После этого разговора мадемуазель де Варандейль неделю пролежала в постели больная, разъяренная, полная негодования, которое сжимало ей сердце, подкатывало к горлу, порою вырывало громкое и грубое ругательство, клеймившее, подобно плевку, грязную память умершей служанки. Днем и ночью мадемуазель не уставала проклинать ее, и даже во сне не утихал гнев, сотрясавший это тщедушное тело.

Мыслимо ли это? Жермини! Ее Жермини! Мадемуазель не могла примириться с этим. Долги! Ребенок! Бог знает какие пороки! Негодяйка! Она ненавидела ее, презирала. Будь Жермини жива, мадемуазель не задумываясь отправилась бы в полицию. Она рада была бы поверить в ад, чтобы предать Жермини мукам, терзающим грешников. Ее служанка, только подумать! Прожившая у нее двадцать лет! Осыпанная любовью и ласками! Пьяница! Можно ли пасть ниже! Словно во время ночного кошмара, ужас охватывал мадемуазель, и переполнявшее душу отвращение кричало "сгинь!" этой покойнице, чью гнусную тайну не приняла, выплюнула даже могила.

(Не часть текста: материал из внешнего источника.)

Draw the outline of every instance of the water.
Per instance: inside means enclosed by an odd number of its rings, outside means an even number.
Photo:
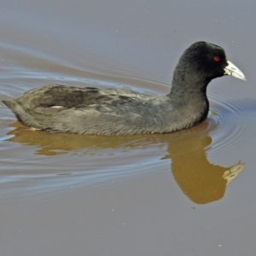
[[[166,135],[32,132],[1,104],[1,253],[253,255],[254,2],[1,6],[0,100],[47,84],[166,94],[199,40],[247,79],[212,81],[207,121]]]

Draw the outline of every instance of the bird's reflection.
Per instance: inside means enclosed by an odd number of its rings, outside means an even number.
[[[119,148],[129,143],[131,150],[138,141],[167,144],[167,153],[161,159],[171,160],[171,170],[183,192],[195,203],[207,204],[220,200],[227,184],[243,169],[244,163],[224,167],[210,163],[207,151],[212,147],[207,121],[191,129],[166,135],[125,137],[83,136],[48,131],[30,131],[19,122],[12,125],[10,142],[36,145],[36,154],[54,155],[73,150],[93,148]],[[147,146],[145,146],[147,147]]]

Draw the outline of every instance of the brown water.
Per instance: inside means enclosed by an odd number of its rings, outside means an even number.
[[[247,81],[166,135],[25,131],[0,106],[0,255],[254,255],[255,1],[9,1],[0,100],[47,84],[165,94],[183,49],[223,46]]]

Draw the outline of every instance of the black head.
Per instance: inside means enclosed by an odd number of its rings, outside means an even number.
[[[193,44],[185,50],[180,61],[183,64],[185,62],[191,71],[196,72],[197,75],[210,80],[224,76],[224,68],[228,66],[223,48],[207,42]]]

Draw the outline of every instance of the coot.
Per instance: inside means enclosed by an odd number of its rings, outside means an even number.
[[[3,102],[23,125],[38,130],[90,135],[167,133],[206,119],[207,87],[224,75],[245,80],[221,47],[197,42],[180,57],[168,95],[50,84]]]

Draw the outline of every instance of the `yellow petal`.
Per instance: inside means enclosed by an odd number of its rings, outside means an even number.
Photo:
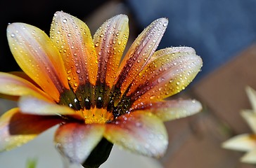
[[[98,80],[112,88],[129,36],[128,18],[116,15],[103,24],[94,36],[98,55]]]
[[[224,142],[222,147],[239,151],[250,151],[256,148],[256,135],[248,134],[237,135]]]
[[[54,140],[70,162],[82,163],[101,140],[104,129],[103,125],[68,123],[57,130]]]
[[[65,72],[73,90],[89,82],[95,85],[97,57],[87,25],[74,16],[56,12],[50,36],[65,60]]]
[[[49,102],[31,96],[20,97],[18,104],[24,113],[34,115],[72,115],[75,111],[71,108]]]
[[[18,76],[0,72],[0,93],[11,96],[32,95],[50,102],[53,100],[31,83]]]
[[[107,124],[104,136],[121,148],[151,157],[162,156],[168,144],[163,122],[143,111],[122,115]]]
[[[0,118],[0,152],[28,142],[62,121],[56,116],[23,114],[18,108],[11,109]]]
[[[56,101],[68,89],[60,55],[47,35],[24,23],[8,26],[11,50],[20,67]]]
[[[172,48],[156,52],[156,59],[147,64],[132,82],[127,96],[134,104],[160,101],[184,90],[202,66],[193,52]]]
[[[249,97],[253,112],[256,113],[256,91],[249,86],[246,87],[245,91]]]
[[[169,100],[134,105],[132,110],[146,110],[162,121],[187,117],[202,110],[201,104],[196,100]]]
[[[241,159],[242,162],[256,164],[256,148],[254,148],[250,152],[248,152]]]
[[[243,110],[241,112],[241,115],[249,125],[250,129],[256,134],[256,113],[251,110]]]
[[[133,43],[122,60],[115,81],[124,93],[156,50],[165,31],[168,20],[160,18],[147,27]]]

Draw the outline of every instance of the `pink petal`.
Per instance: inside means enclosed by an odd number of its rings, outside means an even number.
[[[65,106],[49,102],[31,96],[20,97],[18,102],[20,111],[36,115],[72,115],[75,111]]]
[[[187,117],[202,110],[201,104],[196,100],[169,100],[148,104],[139,104],[133,110],[143,109],[155,114],[163,121]]]
[[[156,50],[165,31],[168,20],[160,18],[153,22],[138,36],[122,60],[117,73],[116,87],[124,93]]]
[[[103,125],[68,123],[60,125],[55,134],[60,152],[72,162],[82,163],[103,137]]]
[[[27,80],[17,76],[0,72],[0,93],[10,96],[32,95],[53,101],[48,94]]]
[[[168,145],[163,122],[143,111],[122,115],[106,125],[104,136],[114,144],[148,156],[162,156]]]
[[[87,83],[95,85],[97,57],[87,25],[72,15],[56,12],[50,34],[51,40],[65,60],[65,73],[73,90]]]
[[[128,18],[116,15],[106,22],[94,36],[98,55],[98,80],[112,88],[116,78],[120,61],[129,36]]]
[[[0,152],[28,142],[62,121],[58,116],[23,114],[18,108],[11,109],[0,118]]]
[[[169,48],[155,54],[156,58],[136,76],[126,94],[135,101],[134,104],[161,101],[179,92],[192,81],[202,66],[202,59],[193,50]]]

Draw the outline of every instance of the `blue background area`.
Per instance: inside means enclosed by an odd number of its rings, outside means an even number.
[[[255,41],[255,0],[127,0],[141,29],[165,17],[169,25],[158,48],[186,46],[203,59],[197,79]]]

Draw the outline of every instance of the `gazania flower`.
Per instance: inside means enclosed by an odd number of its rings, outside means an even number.
[[[84,166],[100,164],[97,158],[107,159],[113,144],[162,155],[168,144],[163,121],[201,109],[195,100],[165,100],[184,90],[202,66],[191,48],[155,52],[167,22],[153,22],[120,64],[126,15],[107,20],[93,38],[84,22],[63,12],[55,13],[49,37],[27,24],[9,24],[10,48],[24,73],[0,73],[1,96],[18,101],[0,118],[0,150],[59,125],[57,148],[72,162],[86,160]]]
[[[246,152],[241,161],[256,164],[256,92],[250,87],[247,87],[246,92],[252,109],[243,110],[241,115],[253,133],[237,135],[223,143],[222,146],[227,149]]]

Как Жермини ее обманывала! Как ловко притворялась любящей, мерзавка! Чтобы представить ее себе особенно двуличной и отвратительной, мадемуазель начинала вспоминать нежность, заботы, ревность служанки, будто бы боготворившей свою госпожу. Мадемуазель видела, как Жермини наклоняется к ней во время болезни… Припоминала ее поцелуи. Все это было ложью! Самозабвенная преданность, сквозившая в ее ласках, любовь, звучавшая в словах, были ложью! Мадемуазель говорила себе это, повторяла, старалась убедить себя, и все же разбуженные воспоминания, образы, в которых она хотела почерпнуть горечь, далекая радость ушедших дней медленно, постепенно рождали в ней проблески сострадания.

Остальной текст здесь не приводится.